Long was commissioned to build the Marine Hospital at Napoleon, Arkansas in 1849. Napoleon, Arkansas was situated at the southern mouth of the Arkansas River. After a completing a survey Long had objections to building at Napoleon because of the tendency for flooding and likelihood that the town would face destruction in the future thanks to the unwieldy Mississippi and Arkansas Rivers. He had petitioned for Helena, Arkansas to be a suitable alternative. In early 1850 Long's objections to the location were rebuffed. Senator Solon Borland, ignoring Long's objections to the location of Napoleon, reported to the Corps of Topographical Engineers that the situation at Napoleon had been discussed before the bill which would create the Marine Hospital at Napoleon was passed. The erection of the hospital at Napoleon without delay was then ordered. In the Spring of 1850 Long requested $10,250 in order to begin construction at Napoleon but it wasn't until August that construction finally started thanks to flooding which hampered building the foundation and cellar. Delays continued to dog the construction and by the Spring of 1851 the supervisor wrote Long suggesting suspension of the work as contracts were expiring due to delays and sickness had been rampant thanks to Spring floods. Work resumed in October 1851 and the slow pace continued over the next three years. By August 1854 the hospital was finally finished but apparently the hospital did not accept its first patients until 1855. The city of Napoleon would be burned in 1862 by General Sherman, but the hospital survived. Federal Forces did not use the hospital for its intended purpose, instead patients were sent elsewhere. While the hospital did survive the war it wouldn't last long.
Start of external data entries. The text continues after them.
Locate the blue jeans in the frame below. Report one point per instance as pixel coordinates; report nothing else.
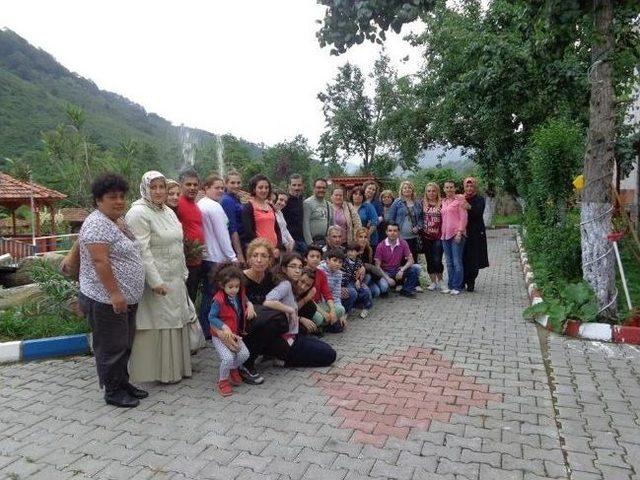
(455, 272)
(300, 246)
(379, 287)
(410, 278)
(361, 295)
(207, 298)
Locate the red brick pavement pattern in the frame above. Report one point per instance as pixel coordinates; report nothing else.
(386, 397)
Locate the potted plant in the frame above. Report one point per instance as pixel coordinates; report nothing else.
(576, 303)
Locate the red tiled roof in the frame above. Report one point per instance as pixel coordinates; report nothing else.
(349, 182)
(364, 178)
(15, 192)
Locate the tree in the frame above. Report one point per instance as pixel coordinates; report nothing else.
(363, 126)
(289, 157)
(598, 262)
(347, 23)
(549, 46)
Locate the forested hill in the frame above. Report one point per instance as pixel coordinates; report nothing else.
(35, 91)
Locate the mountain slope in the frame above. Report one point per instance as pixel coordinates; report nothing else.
(35, 90)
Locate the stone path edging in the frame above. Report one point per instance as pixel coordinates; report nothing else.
(588, 331)
(26, 350)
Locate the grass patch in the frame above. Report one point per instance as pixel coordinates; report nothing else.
(22, 323)
(632, 273)
(513, 219)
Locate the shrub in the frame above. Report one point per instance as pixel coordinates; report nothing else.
(58, 290)
(575, 301)
(51, 315)
(555, 153)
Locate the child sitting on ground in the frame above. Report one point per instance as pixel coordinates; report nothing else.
(358, 291)
(329, 310)
(230, 312)
(311, 319)
(332, 268)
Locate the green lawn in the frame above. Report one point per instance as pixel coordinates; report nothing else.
(18, 324)
(514, 219)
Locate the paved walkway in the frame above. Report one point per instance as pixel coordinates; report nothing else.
(439, 387)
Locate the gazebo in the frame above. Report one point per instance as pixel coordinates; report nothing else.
(15, 193)
(350, 182)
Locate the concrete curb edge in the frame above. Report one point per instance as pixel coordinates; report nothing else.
(588, 331)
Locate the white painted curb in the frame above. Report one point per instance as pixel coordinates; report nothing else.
(10, 352)
(595, 331)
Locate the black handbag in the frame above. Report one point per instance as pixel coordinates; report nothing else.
(266, 315)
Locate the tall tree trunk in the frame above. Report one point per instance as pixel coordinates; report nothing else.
(598, 262)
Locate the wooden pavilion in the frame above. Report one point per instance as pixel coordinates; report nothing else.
(15, 193)
(350, 182)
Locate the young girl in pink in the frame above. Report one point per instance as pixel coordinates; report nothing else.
(454, 230)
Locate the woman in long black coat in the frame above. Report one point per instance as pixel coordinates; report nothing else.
(475, 254)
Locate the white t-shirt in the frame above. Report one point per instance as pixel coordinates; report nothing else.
(215, 225)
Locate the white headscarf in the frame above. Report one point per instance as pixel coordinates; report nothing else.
(145, 188)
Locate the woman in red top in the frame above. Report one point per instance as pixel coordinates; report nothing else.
(432, 233)
(258, 215)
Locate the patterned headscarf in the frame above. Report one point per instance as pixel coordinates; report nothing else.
(145, 188)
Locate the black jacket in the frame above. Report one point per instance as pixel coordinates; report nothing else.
(475, 249)
(292, 212)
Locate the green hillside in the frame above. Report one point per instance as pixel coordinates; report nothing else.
(35, 92)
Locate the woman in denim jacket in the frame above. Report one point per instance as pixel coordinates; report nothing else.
(406, 211)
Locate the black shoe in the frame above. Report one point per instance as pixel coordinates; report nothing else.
(251, 376)
(134, 391)
(120, 398)
(404, 293)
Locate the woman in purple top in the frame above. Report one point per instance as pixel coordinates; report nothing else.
(431, 241)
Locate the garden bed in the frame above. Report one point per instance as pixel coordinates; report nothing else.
(627, 333)
(21, 323)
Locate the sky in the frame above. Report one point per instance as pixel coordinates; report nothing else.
(252, 68)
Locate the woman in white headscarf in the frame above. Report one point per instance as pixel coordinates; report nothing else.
(160, 349)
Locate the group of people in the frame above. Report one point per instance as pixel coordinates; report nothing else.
(273, 273)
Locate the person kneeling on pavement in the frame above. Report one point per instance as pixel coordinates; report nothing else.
(394, 257)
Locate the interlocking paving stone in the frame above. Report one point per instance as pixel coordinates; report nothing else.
(438, 387)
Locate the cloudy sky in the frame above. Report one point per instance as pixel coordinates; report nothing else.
(252, 68)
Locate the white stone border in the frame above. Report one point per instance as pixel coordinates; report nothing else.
(588, 331)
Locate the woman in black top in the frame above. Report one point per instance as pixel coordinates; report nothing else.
(264, 332)
(475, 255)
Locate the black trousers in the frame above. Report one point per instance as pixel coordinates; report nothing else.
(264, 335)
(470, 275)
(196, 275)
(112, 340)
(413, 246)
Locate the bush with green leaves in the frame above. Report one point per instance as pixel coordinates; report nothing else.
(555, 154)
(50, 314)
(576, 301)
(58, 291)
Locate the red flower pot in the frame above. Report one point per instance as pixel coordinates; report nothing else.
(572, 328)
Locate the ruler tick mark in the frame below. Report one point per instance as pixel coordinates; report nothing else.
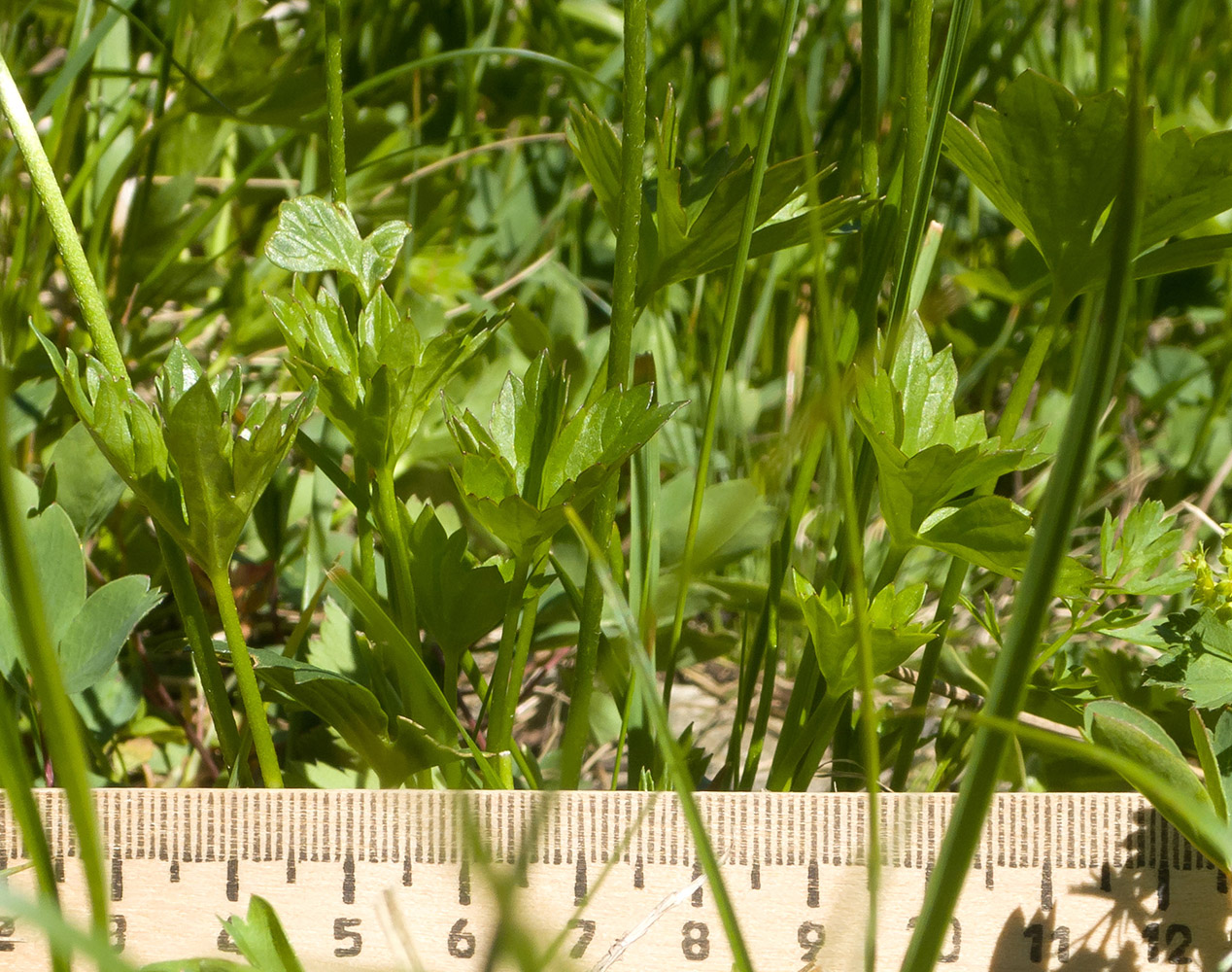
(579, 880)
(349, 879)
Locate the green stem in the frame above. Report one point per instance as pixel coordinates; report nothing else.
(396, 556)
(890, 567)
(1015, 405)
(870, 100)
(766, 641)
(919, 32)
(94, 309)
(956, 575)
(917, 206)
(518, 671)
(913, 723)
(807, 746)
(196, 629)
(249, 691)
(366, 567)
(499, 689)
(334, 100)
(577, 729)
(674, 760)
(60, 723)
(1058, 510)
(731, 312)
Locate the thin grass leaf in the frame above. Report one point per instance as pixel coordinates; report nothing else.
(1056, 517)
(656, 711)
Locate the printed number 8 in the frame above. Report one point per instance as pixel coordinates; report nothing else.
(697, 941)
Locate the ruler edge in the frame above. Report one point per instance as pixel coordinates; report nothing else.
(1071, 829)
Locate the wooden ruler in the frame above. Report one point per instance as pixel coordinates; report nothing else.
(382, 880)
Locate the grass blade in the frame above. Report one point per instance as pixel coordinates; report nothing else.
(644, 684)
(1056, 517)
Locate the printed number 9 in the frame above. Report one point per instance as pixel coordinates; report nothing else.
(810, 938)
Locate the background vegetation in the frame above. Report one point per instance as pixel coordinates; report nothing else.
(538, 406)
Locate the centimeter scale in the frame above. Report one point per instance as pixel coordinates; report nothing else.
(383, 880)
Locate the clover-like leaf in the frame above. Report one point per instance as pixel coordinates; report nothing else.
(459, 600)
(125, 432)
(394, 747)
(86, 632)
(1141, 558)
(831, 621)
(928, 457)
(691, 225)
(1156, 768)
(222, 470)
(1199, 658)
(519, 473)
(314, 235)
(1049, 162)
(377, 378)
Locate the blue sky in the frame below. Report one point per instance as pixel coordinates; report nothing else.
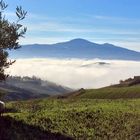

Long's observations and objections had been accurate. By March 11, 1868, the river had eroded the land to 52 feet from the hospital's doors.[13] Less than a month later, and nearly four years after Long's death, a corner of the hospital fell into the Mississippi River. The entire town of Napoleon was swallowed twenty-eight years after Long first objected to building the hospital at Napoleon. [14]
Of the Marine Hospitals that Long oversaw, the hospital at Louisville, Kentucky,[15] remains today.